What is the state of the art way of implementing double precision special functions? I need the following integral: $$ F_m(t) = \int_0^1 u^{2m} e^{-tu^2} d u = {\gamma(m+{1\over 2}, t)\over 2 t^{m+{1\over 2}}} $$ for $m=0, 1, 2, ...$ and $t>0$, which can be written in terms of the lower incomplete gamma function. Here is my Fortran and C implementation:
https://gist.github.com/3764427
which uses series expansion, sums up the terms until the given accuracy, and then uses recursion relations to efficiently obtain values for lower $m$. I tested it well and I get 1e-15 accuracy for all values of parameters that I need, see the Fortran version's comments for details.
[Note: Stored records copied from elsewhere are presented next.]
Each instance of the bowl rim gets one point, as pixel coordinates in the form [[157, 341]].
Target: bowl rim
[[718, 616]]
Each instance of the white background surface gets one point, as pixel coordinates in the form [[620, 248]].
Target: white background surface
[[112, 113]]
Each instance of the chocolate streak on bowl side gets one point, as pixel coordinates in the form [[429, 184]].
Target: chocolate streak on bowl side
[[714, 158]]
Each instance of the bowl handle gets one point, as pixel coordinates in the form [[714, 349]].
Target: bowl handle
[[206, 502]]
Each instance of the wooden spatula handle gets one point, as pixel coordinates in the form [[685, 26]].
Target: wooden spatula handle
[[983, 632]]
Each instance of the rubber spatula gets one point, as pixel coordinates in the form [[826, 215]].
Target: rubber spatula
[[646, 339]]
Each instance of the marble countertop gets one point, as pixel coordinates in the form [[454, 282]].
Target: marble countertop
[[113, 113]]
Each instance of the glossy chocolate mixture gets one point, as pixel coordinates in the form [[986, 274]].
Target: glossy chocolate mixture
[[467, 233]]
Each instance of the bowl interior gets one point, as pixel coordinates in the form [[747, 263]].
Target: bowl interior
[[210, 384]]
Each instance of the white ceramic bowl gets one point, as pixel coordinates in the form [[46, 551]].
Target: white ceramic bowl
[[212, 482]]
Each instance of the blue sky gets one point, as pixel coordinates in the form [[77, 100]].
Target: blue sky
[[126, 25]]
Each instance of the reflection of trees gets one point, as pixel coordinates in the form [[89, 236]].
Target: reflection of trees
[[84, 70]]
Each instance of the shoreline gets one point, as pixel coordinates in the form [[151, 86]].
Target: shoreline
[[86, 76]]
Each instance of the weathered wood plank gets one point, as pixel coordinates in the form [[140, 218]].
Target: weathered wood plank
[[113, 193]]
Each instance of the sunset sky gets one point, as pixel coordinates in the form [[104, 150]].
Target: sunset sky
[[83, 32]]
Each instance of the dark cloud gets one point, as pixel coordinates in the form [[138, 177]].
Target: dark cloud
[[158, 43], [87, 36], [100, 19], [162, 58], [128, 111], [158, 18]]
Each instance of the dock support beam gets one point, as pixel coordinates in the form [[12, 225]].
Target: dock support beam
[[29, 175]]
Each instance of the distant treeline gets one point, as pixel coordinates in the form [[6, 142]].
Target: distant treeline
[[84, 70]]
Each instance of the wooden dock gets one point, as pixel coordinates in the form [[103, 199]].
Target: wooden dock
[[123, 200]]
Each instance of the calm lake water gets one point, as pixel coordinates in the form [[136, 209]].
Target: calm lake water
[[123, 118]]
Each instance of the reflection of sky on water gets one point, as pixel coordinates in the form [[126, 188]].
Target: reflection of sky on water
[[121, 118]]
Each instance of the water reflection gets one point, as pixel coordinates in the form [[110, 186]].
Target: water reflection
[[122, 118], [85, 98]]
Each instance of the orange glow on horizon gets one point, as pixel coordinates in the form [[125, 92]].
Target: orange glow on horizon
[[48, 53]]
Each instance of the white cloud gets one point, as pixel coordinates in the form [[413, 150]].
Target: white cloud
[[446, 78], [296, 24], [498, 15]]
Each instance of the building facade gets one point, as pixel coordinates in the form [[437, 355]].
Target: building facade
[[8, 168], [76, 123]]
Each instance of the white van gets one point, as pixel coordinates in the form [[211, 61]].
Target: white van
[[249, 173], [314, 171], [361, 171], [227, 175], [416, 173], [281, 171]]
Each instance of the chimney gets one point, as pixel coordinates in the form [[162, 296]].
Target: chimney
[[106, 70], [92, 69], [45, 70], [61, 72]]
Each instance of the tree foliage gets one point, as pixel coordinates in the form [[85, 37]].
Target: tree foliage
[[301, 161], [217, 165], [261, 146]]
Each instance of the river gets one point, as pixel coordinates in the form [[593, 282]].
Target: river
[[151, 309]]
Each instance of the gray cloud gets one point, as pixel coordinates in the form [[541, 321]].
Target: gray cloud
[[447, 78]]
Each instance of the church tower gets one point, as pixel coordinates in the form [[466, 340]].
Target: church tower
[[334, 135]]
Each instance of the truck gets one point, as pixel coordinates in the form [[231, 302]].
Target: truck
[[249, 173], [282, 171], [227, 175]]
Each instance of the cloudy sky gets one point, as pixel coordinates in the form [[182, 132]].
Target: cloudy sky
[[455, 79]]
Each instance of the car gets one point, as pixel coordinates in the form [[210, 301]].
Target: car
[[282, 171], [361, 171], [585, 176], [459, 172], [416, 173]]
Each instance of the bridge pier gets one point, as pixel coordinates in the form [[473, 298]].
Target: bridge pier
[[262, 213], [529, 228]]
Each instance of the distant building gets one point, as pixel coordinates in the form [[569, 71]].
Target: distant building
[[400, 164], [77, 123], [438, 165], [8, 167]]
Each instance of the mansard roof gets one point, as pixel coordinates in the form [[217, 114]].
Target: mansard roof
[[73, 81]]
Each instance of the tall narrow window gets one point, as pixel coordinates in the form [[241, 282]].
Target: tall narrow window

Is there a better way to implement it? Here is a gamma function implementation in gfortran:
https://github.com/mirrors/gcc/blob/master/libgfortran/intrinsics/c99_functions.c#L1781
it is using rational function approximation instead of summing up some infinite series that I am doing. I think that's a better approach, because one should obtain uniform accuracy. Is there some canonical way to approach these things, or does one have to figure out a special algorithm for each special function?
Update 1:
Based on the comments, here is the implementation using SLATEC:
https://gist.github.com/3767621
it reproduces values from my own function, roughly on the level of 1e-15 accuracy. However, I noticed a problem that for t=1e-6 and m=50, the $t^{m+{1\over2}}$ term gets equal to 1e-303 and for higher "m" it simply starts giving incorrect answers. My function doesn't have this problem, because I use a series expansion/recurrence relations directly for $F_m$. Here is an example of a correct value:
$F_{100}$(1e-6)=4.97511945200351715E-003
,
but I can't get this using SLATEC because the denominator blows up. As you can see, the actual value of $F_m$ is nice and small.
Update 2:
To avoid the above problem, one can use the function dgamit
(Tricomi's incomplete Gamma function), then F(m, t) = dgamit(m+0.5_dp, t) * gamma(m+0.5_dp) / 2
, so there is no problem with $t$ anymore, but unfortunately the gamma(m+0.5_dp)
blows up for $m\approx 172$. This however might be high enough $m$ for my purposes.